Sentado en una banca sobre la acera, recostado contra un poste de luz a la salida del inquilinato La Perla, Jorge Alberto Restrepo, conocido como “El Gallero”, escribió durante muchos años, en pedazos de cartón de empaques de cigarrillos, lo que veía pasar en la calle Barbacoas.
Quiso plasmar la cotidianidad de esta calle, ubicada en el Centro de Medellín, en las “postrimerías” de la Catedral Metropolitana, en lo que según la Iglesia Católica son las cuatro últimas etapas por las que ha de pasar un ser humano: muerte, juicio, infierno o gloria.
Una calle que más que todo ha sido un destino, una condena, una salvación.

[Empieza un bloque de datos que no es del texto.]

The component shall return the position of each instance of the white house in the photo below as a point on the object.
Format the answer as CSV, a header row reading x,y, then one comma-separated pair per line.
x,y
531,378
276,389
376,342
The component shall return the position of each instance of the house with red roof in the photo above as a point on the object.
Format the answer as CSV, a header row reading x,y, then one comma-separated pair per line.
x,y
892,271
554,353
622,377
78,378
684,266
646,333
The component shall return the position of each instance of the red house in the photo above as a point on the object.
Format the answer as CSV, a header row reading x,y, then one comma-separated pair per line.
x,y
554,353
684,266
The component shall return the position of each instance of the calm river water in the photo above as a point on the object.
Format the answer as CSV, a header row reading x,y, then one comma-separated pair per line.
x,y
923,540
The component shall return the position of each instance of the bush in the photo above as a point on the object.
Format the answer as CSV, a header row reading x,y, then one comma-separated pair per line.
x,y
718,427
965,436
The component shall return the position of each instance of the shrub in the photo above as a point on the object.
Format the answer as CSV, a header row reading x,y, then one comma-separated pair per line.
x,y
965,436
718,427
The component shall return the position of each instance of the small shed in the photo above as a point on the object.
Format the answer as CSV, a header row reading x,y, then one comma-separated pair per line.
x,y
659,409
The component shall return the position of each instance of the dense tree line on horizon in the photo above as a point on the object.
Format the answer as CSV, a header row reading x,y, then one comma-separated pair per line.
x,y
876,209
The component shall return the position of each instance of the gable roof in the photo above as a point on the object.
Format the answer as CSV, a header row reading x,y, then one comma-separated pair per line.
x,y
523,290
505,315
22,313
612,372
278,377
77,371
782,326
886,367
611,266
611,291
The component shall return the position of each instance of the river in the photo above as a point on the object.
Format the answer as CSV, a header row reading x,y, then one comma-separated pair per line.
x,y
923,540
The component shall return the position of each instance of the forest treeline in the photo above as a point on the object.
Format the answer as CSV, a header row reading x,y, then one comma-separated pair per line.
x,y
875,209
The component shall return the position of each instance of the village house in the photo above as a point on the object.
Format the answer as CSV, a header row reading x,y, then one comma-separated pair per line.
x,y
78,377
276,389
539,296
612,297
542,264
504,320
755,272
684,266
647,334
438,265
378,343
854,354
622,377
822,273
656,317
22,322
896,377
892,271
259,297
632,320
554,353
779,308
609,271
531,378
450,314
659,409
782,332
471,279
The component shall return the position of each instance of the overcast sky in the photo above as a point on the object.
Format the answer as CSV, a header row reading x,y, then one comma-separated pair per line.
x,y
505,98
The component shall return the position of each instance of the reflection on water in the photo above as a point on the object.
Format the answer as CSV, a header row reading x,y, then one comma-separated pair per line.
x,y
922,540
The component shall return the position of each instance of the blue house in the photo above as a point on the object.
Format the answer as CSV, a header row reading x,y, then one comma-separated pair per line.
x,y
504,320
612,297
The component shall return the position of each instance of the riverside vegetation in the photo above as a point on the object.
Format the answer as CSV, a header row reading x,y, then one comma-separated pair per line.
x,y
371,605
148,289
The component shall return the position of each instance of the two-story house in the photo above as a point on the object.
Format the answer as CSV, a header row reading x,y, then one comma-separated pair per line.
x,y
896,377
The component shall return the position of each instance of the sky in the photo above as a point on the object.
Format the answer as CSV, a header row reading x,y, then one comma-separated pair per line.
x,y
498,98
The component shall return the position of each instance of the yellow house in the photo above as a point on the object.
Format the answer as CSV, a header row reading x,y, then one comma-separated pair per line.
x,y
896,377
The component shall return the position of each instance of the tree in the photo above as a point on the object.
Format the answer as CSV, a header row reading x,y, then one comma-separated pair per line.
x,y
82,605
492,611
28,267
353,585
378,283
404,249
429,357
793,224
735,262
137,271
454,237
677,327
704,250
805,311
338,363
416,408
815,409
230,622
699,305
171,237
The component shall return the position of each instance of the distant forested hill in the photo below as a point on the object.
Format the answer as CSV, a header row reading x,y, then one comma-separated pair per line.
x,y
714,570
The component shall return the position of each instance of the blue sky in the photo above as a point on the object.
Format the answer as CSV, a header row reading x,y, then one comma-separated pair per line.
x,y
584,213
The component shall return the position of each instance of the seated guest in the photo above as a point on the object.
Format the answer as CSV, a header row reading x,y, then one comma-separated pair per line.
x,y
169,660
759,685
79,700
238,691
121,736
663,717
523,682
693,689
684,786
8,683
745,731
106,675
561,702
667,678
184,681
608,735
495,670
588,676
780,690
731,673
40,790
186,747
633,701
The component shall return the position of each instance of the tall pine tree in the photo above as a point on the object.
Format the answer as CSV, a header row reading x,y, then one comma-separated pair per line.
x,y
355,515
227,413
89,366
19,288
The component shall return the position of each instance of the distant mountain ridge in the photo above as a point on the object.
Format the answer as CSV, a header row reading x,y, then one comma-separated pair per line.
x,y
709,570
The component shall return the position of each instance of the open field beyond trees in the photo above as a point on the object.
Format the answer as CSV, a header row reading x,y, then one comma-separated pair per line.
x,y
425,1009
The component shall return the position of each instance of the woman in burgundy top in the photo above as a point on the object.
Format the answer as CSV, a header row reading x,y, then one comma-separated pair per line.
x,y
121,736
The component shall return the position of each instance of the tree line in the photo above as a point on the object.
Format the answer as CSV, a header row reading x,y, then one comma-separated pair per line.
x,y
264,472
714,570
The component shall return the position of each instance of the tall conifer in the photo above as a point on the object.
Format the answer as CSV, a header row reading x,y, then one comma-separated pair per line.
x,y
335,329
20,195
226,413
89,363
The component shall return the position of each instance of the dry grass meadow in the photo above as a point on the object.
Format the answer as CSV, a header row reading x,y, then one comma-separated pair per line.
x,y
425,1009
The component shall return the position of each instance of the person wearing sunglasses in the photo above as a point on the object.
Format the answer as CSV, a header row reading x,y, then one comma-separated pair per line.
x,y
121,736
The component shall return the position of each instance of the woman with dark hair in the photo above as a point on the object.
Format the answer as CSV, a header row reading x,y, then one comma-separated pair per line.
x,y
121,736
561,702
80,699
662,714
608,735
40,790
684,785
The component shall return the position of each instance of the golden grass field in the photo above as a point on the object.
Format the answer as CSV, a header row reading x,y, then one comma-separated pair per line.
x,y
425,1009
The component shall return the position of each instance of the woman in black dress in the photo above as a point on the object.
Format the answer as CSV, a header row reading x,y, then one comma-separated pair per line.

Barbacoas, la calle de las locas, que sigue el curso sinuoso de la quebrada La Loca –desviada, canalizada y cubierta por el asfalto desde 1944–; la que en uno de sus tramos que da la avenida Oriental tiene forma de calzoncillo, y que en el otro extremo, cruzando Palacé, se convierte en una diagonal estrecha llena de jolgorio y vida popular; también podría ser el desagüe atormentado de muchas almas que buscan redención.
Barbacoas se mueve “entre lo sagrado y lo profano”, dice Teresita Rivera Ceballos, gestora cultural y directora de la Corporación Ítaca, que se metió en sus entrañas para convocar a un fresco colectivo y comunitario, con el fin de plasmar las memorias espesas y coloridas de los habitantes de la cuadra.
Entonando una calle
Ya entrada la primera década del nuevo milenio, el Gallero tenía el esbozo de las escenas del sector:
Parche, pola, candela, bocanada profunda. Motor, moto, parca, tombos. Requisa, papeles, ellos nos miran, nosotros a ellos. Ritual callejero. San Alejo lejos. Se van. Se fueron. Candela, pola, bareto. Ahora sí... trabémonos con calma.
Adentro de La Perla, un inquilinato y refugio de adictos al bazuco, al perico, al sacol, corazón del antiguo Bronx de Medellín, un pintor desconocido y bien vestido pintaba las paredes del inquilinato con escenas de lo que veía pasar en Barbacoas: travestis y transexuales en la intimidad de sus habitaciones, atendiendo deseos clandestinos; malandrines embambados y malencarados, distribuyendo sus mercancías y sus calambres; carretilleros, chaceros y venteros ambulantes, que vivían en la cuadra y chupaban pavimento de sol a sol.
Nadie sabía quién era el pinto ni por qué se metía al peor antro de la ciudad a plasmar sus dibujos sin justificación. Le decían Peter y se acostumbraron a su oficio extraño, como lo habían hecho con todos los demás.